سلسلهی زرین بدید و غره گشت ** ماند در سوراخ چاهی جان ز دشت
Görünüşü cennet ama hakikatte bir cehennem. Üstü güllü nakışlarla bezenmiş bir zehirli yılan.245
صورتش جنت به معنی دوزخی ** افعیی پر زهر و نقشش گل رخی
İnanan kişiye cehennem zarar vermez ama oradan geçmemek daha iyidir ya.
گرچه مؤمن را سقر ندهد ضرر ** لیک هم بهتر بود زانجا گذر
Cehennem ona bir zeval vermez. Vermez ama herhalde cennet, onun için daha hoştur ya.
گرچه دوزخ دور دارد زو نکال ** لیک جنت به ورا فی کل حال
Ey noksan kişiler, şu gül yüzlülerden sakının. Onlarla konuşmaya kalktınız, düşüp kalkmaya başladınız mı anlarsınız ki onlar cehennemdir.

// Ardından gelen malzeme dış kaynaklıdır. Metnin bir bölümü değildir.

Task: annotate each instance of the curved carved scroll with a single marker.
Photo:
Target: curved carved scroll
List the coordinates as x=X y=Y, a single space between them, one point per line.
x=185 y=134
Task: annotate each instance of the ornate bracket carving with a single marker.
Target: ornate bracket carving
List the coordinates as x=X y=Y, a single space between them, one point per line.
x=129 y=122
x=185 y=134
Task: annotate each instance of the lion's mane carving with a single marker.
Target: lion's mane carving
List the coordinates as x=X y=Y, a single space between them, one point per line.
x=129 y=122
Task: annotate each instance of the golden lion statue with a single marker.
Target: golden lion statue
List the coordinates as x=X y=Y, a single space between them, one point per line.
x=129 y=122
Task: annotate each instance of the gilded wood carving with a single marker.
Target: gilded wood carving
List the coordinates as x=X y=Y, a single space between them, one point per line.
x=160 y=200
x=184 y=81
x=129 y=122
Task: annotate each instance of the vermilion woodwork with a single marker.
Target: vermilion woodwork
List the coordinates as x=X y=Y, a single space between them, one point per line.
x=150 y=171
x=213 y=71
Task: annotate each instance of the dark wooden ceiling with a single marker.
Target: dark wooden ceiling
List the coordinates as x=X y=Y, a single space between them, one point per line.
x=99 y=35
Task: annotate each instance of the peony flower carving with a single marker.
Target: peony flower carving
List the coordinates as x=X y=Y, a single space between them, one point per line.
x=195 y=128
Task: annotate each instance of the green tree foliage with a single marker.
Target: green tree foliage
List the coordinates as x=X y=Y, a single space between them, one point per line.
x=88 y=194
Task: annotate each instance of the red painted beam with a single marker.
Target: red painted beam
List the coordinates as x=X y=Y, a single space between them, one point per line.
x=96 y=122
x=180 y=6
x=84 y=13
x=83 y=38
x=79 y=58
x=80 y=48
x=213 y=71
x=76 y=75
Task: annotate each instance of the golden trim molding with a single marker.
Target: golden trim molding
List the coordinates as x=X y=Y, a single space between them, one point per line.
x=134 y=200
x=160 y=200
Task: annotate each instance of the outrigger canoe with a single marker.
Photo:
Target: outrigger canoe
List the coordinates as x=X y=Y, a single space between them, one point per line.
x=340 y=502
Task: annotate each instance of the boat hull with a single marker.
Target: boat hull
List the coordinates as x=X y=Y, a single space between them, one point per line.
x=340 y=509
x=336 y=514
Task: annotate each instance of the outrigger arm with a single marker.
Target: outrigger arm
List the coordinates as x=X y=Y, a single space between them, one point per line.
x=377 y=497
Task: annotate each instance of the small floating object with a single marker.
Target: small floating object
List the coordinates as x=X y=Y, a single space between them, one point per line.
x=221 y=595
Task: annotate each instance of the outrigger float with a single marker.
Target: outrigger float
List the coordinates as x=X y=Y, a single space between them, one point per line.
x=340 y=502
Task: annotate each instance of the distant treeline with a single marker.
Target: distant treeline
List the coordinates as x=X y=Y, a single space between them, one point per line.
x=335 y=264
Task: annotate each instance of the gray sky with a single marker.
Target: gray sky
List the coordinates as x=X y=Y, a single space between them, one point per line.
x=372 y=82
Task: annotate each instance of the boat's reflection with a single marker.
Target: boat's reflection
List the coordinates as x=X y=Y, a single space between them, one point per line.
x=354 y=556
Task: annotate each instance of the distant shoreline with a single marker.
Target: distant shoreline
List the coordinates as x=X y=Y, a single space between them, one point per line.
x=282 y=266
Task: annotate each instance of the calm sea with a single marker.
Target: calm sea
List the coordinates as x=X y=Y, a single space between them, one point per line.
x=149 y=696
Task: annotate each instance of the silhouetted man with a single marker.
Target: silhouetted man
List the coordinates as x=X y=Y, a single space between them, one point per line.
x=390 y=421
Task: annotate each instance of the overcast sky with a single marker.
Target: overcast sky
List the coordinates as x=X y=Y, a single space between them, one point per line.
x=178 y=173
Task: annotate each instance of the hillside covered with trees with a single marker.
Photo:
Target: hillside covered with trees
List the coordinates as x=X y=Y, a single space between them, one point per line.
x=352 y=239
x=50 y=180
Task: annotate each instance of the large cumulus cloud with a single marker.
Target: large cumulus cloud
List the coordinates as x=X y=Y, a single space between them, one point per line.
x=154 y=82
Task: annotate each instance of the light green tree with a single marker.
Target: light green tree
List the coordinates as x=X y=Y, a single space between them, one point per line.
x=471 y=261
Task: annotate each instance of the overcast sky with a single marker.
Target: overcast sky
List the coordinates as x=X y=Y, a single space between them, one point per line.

الحذر ای ناقصان زین گلرخی ** که بگاه صحبت آمد دوزخی
Bir Hintli köle, efendisinin kızına gizlice âşık olmuştu . Kızı, bir ulu adamın oğluna verdiler. Köle haber alınca hastalandı, yanıp yakılmaya başladı.Ne doktor,derdini anlıyordu,ne de onda söylemeye kudret vardı.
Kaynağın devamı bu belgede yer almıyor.